Bill è uno che cerca sempre la sorpresa nel momento, è stato fantastico lavorare di nuovo con lui, soprattutto perché ora lo conosco bene, a differenza della prima volta. Porta sempre energia e magia su un set».
È riuscita a farlo anche cantare..
«(ride) Sì, ho sempre saputo che ama cantare ed è bravissimo quindi ho pensato di scrivere per lui una scena con il canto perché sapevo che si sarebbe divertito. Gli ho scritto di preparare una canzone per quella scena in Messico ma non sapevo quale sarebbe stata, l’ha cantata per la prima volta quando abbiamo girato sorprendendo me e Rashida».
Perché pensa che l’infedeltà coniugale sia un buon soggetto per il cinema?
«Perché fa parte della tradizione delle "commedie sofisticate", le ho sempre amate fin da piccola. E poi perché le questioni di cuore sono sempre quelle che creano più emozioni, giusto? Perfette per un film».
È anche un soggetto su una donna che prende in mano le redini della sua vita...
«Sì, e Rashida lo fa con una grande dignità. Ha interpretato il suo ruolo con forza, intelligenza e vulnerabilità, incarnando la pressione che c’è sulle donne della mia generazione di essere grandi madri, mogli, cuoche, professioniste, e pure attraenti! Per la mia generazione sembra un obbligo. Una volta le donne non si preoccupavano tanto».
Quanto è coinvolta nella produzione del vino di suo padre?
«Sono nel comitato di direzione delle due vigne di famiglia quindi cerco di imparare più possibile.
Abbiamo passato sei mesi insieme a Napa Valley durante il lockdown, e per quanto sia stato difficile siamo stati anche contenti di avere avuto tanto tempo insieme, non capita spesso.
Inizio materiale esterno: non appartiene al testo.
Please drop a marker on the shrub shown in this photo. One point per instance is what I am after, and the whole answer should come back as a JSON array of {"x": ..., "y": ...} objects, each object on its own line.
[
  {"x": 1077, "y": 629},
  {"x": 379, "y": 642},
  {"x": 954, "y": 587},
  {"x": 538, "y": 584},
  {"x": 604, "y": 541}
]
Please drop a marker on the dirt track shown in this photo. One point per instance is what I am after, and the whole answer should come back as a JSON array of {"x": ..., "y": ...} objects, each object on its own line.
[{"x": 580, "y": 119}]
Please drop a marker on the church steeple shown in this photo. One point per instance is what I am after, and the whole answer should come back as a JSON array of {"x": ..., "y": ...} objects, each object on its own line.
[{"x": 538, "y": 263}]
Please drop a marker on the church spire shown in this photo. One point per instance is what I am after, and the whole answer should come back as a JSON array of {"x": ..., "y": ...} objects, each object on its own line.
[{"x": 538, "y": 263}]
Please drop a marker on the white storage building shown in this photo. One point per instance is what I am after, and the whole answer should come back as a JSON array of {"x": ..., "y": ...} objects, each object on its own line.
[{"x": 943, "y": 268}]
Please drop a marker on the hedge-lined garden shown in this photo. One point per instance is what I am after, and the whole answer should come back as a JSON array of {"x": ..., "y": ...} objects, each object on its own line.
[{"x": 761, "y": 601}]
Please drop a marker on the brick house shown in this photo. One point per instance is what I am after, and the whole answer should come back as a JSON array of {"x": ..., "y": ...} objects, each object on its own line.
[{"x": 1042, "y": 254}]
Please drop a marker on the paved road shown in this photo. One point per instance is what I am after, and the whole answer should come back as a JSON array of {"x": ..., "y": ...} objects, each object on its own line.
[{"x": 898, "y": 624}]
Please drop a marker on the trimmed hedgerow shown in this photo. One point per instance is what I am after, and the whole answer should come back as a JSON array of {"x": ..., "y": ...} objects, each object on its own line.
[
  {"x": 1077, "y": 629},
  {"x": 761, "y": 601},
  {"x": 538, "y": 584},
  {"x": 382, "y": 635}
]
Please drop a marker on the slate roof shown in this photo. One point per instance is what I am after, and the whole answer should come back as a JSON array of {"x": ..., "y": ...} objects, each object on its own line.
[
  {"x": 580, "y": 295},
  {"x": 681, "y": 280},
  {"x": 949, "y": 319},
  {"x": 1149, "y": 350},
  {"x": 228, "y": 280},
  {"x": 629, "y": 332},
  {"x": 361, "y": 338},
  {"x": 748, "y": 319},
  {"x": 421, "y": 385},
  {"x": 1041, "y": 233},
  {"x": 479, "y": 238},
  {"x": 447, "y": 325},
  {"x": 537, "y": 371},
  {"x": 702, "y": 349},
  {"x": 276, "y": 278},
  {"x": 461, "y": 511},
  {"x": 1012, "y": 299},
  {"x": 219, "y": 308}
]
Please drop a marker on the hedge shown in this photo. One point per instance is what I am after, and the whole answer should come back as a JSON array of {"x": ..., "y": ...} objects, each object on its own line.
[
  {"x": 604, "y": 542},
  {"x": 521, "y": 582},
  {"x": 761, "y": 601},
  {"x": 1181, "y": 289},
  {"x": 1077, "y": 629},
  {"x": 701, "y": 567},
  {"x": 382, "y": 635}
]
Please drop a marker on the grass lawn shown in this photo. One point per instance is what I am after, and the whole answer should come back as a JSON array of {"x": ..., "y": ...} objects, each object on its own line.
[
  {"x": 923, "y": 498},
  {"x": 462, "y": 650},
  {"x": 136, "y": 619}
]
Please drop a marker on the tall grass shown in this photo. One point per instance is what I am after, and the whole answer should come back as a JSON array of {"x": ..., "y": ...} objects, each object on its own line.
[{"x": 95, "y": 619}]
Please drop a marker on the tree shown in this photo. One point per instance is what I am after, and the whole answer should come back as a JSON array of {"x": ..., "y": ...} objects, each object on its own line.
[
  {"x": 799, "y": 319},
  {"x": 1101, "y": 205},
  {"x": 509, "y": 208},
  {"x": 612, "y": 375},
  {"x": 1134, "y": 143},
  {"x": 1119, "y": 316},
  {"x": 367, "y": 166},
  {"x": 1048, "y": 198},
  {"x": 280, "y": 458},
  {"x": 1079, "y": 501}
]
Abbiamo guardato tanti vecchi film insieme che non avremmo visto in tempi normali, papà ci ha fatto vedere film che ama, come quelli di Jacques Tati e Cantando sotto la pioggia. Abbiamo giocato a carte, cucinato...».
Anche voi avete avuto difficoltà con l’azienda?
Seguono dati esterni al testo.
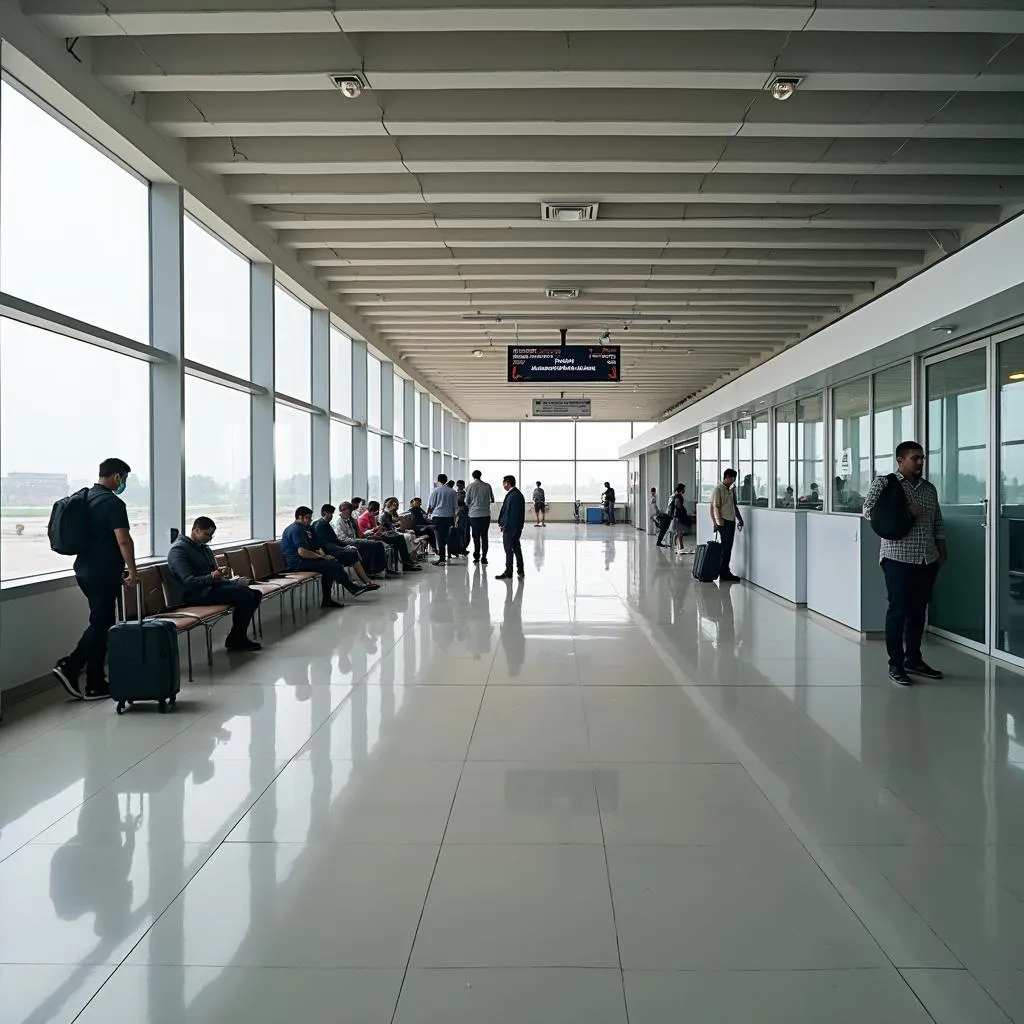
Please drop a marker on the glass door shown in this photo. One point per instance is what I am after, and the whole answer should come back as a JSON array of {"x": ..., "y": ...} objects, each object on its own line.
[
  {"x": 957, "y": 430},
  {"x": 1009, "y": 584}
]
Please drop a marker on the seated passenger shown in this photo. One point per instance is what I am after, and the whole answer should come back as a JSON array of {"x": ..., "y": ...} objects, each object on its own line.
[
  {"x": 373, "y": 553},
  {"x": 302, "y": 553},
  {"x": 421, "y": 524},
  {"x": 390, "y": 521},
  {"x": 347, "y": 554},
  {"x": 388, "y": 535},
  {"x": 196, "y": 580}
]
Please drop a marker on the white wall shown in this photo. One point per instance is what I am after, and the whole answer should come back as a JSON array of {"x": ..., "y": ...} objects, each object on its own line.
[{"x": 37, "y": 629}]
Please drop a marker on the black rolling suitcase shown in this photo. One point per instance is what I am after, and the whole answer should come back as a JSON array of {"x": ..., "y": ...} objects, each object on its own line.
[
  {"x": 142, "y": 660},
  {"x": 708, "y": 561}
]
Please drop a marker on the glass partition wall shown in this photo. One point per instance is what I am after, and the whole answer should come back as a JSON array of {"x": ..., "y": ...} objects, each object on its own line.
[{"x": 218, "y": 413}]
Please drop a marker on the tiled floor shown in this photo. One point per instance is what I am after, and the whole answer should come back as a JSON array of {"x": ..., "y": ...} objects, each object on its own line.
[{"x": 603, "y": 795}]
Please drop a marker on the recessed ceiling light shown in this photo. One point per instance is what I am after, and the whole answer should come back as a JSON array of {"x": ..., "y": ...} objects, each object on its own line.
[
  {"x": 350, "y": 84},
  {"x": 782, "y": 87}
]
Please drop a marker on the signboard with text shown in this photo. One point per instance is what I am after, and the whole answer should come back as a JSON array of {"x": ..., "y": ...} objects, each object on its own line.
[
  {"x": 561, "y": 407},
  {"x": 564, "y": 365}
]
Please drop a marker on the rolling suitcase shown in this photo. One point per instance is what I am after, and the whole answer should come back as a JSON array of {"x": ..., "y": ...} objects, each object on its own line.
[
  {"x": 708, "y": 561},
  {"x": 142, "y": 660}
]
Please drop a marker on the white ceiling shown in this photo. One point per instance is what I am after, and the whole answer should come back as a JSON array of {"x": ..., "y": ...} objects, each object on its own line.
[{"x": 749, "y": 222}]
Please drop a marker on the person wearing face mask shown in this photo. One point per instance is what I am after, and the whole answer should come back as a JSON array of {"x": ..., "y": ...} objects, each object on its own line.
[
  {"x": 197, "y": 580},
  {"x": 98, "y": 572}
]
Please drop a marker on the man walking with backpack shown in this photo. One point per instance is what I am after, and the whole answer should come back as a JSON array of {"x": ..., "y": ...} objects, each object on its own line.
[
  {"x": 93, "y": 525},
  {"x": 903, "y": 509}
]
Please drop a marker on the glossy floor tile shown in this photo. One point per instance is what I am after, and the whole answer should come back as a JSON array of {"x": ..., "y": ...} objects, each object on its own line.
[{"x": 603, "y": 794}]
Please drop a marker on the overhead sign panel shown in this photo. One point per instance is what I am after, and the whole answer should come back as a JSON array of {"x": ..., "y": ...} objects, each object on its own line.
[
  {"x": 561, "y": 407},
  {"x": 564, "y": 365}
]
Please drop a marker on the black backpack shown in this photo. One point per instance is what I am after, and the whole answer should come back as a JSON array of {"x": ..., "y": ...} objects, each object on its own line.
[
  {"x": 70, "y": 529},
  {"x": 890, "y": 516}
]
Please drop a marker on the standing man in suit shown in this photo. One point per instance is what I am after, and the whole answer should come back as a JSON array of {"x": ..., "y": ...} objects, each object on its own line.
[{"x": 511, "y": 521}]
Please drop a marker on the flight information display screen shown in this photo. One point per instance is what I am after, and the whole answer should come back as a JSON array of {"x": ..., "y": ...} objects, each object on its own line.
[{"x": 564, "y": 365}]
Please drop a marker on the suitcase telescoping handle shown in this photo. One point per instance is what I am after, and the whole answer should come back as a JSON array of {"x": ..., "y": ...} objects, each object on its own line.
[{"x": 122, "y": 604}]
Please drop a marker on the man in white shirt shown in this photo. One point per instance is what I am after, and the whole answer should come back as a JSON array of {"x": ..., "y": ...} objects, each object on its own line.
[
  {"x": 726, "y": 518},
  {"x": 442, "y": 506}
]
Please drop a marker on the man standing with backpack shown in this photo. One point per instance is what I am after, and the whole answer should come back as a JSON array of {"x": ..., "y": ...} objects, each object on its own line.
[
  {"x": 93, "y": 525},
  {"x": 903, "y": 509}
]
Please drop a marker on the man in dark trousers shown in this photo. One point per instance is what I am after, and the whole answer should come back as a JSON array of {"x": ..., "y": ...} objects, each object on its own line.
[
  {"x": 910, "y": 565},
  {"x": 98, "y": 573},
  {"x": 302, "y": 553},
  {"x": 197, "y": 580},
  {"x": 511, "y": 521}
]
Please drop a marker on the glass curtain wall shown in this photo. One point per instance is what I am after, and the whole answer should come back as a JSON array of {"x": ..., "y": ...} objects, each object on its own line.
[{"x": 571, "y": 460}]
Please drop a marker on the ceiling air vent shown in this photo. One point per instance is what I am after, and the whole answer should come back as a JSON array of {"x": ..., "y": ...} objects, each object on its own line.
[{"x": 568, "y": 212}]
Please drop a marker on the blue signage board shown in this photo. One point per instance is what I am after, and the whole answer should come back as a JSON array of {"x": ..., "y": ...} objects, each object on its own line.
[{"x": 564, "y": 365}]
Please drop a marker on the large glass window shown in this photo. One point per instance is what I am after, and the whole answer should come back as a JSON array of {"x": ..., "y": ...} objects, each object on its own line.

«Certo, come tutti anche la nostra vigna è stata duramente colpita perché tanti ristoranti erano chiusi.
Ma allo stesso tanta gente compra vino online e beve a cena più che mai».
Sente di avere dei tratti simili a sua madre e suo padre?
«Da mia madre il fatto di essere una grande osservatrice di dettagli. Mio padre invece è molto testardo, aiuta quando fai un film non prendere mai no come risposta, e questo mi ha ispirato molto. Ho visto come mio padre è sempre riuscito a lavorare anche in momenti di crisi, e ho imparato ad essere flessibile e ambiziosa come lui».
Un giorno ha sorpreso suo padre che guardava "Breaking bad" con le nipoti, vero?
«Sì, e ho pensato fosse buffo che lo stesse guardando con mia figlia di sei anni pensando non ci fosse niente di male! I genitori della mia generazione sono così preoccupati di fare sempre qualcosa di sbagliato e traumatizzare i figli mentre i genitori della sua sono molto più tranquilli e rilassati».
Per il trentennale "Il padrino -Parte III" uscirà in una nuova versione. L’ha vista?
«Sì, non ho visto la versione finale ma non lo rivedevo da tanto tempo e ho pensato che la storia fosse molto più chiara e facile da seguire.
A mio padre piace molto».
Siete una famiglia di cineasti.
Sua nipote Gia aveva un film alla Mostra di Venezia.
«E anche mia madre fa film!».
Come si sente ad essere la nuova regista "veterana" in famiglia?
«Sono felice di vedere quello che fa mia nipote e gli altri giovani di famiglia. Il mio consiglio a Gia e a tutti i giovani registi è fare quello che amano fare e vogliono vedere sullo schermo. Fare cose in cui credi. E fidarti dei tuoi istinti.
Questo sicuramente l’ho imparato da mio padre».
Cosa pensa delle elezioni americane in arrivo?
«Penso che tutti sentano preoccupazione e tensione per queste elezioni che si stanno avvicinando a grandi passi. Sto cercando di tenermi informata e partecipare il più possible, imparare i diritti degli elettori, spargere la voce. È un momento gigantesco in questo paese, speriamo che il risultato sia positivo».